Коллеги, хоть и согласно, но недовольно загудели. Вопрос с учеником, которого они не то, что видеть, слышать о нем не желали, опять выходил им боком. На личном подворье мычала недоеная скотина, картошку пожирал колорадский жук, а тут опять этот обалдуй. По одному и при молчаливом согласии директора, коллеги быстро покинули и его самого, и бубнившую об уровне педагогического самосознания, старуху. Директору пришлось брать удар на себя.
— Руфь Моисеевна! Послушайте, у нас уже давно другая жизнь. Учителей скоро за людей считать перестанут, итак зарплата — три копейки, только огородами и выживаем. Какой тут, извините, уровень самосознания — с голоду бы не подохнуть. А Лажечникова нам все равно не спасти — у него наследственность, сами понимаете, неподходящая. Читать-писать научили, в ведомости распишется — и, слава Богу. Скотникам или трактористам, им немецкий язык или алгебра ни к чему. Разве вы не согласны?!
Старуха была не согласна, но директор уже встала и уважительно распахнула перед ней дверь.
— Прошу вас.
Руфь Моисеевна еще что-то говорила, но в целом вопрос был закрыт. После чего о Прохоре Лажечникове в школе почти не вспоминали. Разве, что мальчишки хвалились перед одноклассницами, как едва не накостыляли в огородах этому придурку, жалко, что сбежал. Да еще пустовавшее место на последней парте, со старым чернильным пятном, говорило, что здесь еще недавно кто-то обитал.
Неудивительно, что рос Прохор пугливым, грязным и всегда голодным. Благо, что соседские старушки, а больше цепкие руки не давали совсем загнуться с голоду. Но сельчане от такой адаптации сироты были не в восторге. Пару раз его едва не поймали, спасли быстрые ноги. А в последний — подпол бабки Матрены, где он отсиживался целую неделю. На восьмой день старушка вывела его поутру наверх и велела следовать за ней. Прохор возражать не стал.
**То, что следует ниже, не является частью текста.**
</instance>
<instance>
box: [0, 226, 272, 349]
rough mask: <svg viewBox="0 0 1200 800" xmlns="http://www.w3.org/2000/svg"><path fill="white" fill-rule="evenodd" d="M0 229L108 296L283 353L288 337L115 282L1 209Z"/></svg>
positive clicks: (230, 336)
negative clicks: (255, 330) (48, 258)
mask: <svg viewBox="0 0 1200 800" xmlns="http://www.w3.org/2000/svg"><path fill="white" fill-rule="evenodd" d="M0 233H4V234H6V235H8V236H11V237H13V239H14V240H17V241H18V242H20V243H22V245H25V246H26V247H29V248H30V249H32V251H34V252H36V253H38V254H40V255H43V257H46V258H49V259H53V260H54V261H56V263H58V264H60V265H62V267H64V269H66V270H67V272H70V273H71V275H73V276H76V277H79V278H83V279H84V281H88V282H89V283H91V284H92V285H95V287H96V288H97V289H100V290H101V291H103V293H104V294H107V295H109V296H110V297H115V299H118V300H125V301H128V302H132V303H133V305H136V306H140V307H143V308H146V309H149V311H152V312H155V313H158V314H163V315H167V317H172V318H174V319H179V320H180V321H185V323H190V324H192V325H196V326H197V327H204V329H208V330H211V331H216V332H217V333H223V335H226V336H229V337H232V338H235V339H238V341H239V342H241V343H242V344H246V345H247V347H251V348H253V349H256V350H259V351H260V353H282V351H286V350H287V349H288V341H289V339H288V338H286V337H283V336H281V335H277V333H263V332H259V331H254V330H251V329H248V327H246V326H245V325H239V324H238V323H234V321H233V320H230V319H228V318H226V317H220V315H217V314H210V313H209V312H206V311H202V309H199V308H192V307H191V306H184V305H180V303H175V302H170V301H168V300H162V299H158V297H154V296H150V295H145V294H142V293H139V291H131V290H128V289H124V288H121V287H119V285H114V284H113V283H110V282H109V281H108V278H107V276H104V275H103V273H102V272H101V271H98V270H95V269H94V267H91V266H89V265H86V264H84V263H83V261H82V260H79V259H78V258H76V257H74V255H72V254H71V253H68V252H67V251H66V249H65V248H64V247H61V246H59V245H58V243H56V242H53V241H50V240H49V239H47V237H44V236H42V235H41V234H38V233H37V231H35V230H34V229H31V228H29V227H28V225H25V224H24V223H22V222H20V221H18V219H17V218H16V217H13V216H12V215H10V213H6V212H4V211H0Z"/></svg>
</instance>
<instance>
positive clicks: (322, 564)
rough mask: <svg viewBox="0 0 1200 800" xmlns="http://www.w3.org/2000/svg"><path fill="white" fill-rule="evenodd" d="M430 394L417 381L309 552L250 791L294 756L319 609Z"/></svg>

Сначала они долго ковыляли до соседней деревни Мыльниково, а там местный тракторист добросил их до Покровки — большого села, едва не ставшим райцентром. Несмотря, что до нового статуса Покровка так и не дотянула, село могло похвастаться развернувшейся реставрацией старинного собора, самого большого на всю округу. С ним и были связаны надежды благообразной старушки. Не понимая, зачем им идти в церковь, мальчик, тем не менее, шагал туда смело и даже с интересом. В Покровке его никто не знал, а значит, и врагов там у него не было. Остановившись у церковной двери, бабка Матрена велела ждать ее здесь, а сама удалилась внутрь. Через минут пять дверь распахнулась, и старушка появилась в сопровождении бородатого дядьки в черной рясе.
— Вот он, — она ласково погладила Прохора по голове. — Проша-то.
— Крещенный?
— А как же.
Священник — отец Михаил, едва разменявший тридцатилетний рубеж, подозрительно прищурился и опять уточнил.
— А в школу что же — он ходил?
— Ходил, вроде. — Бабка Матрена не давала Прохору открыть рта. — Да только выгнали его оттуда.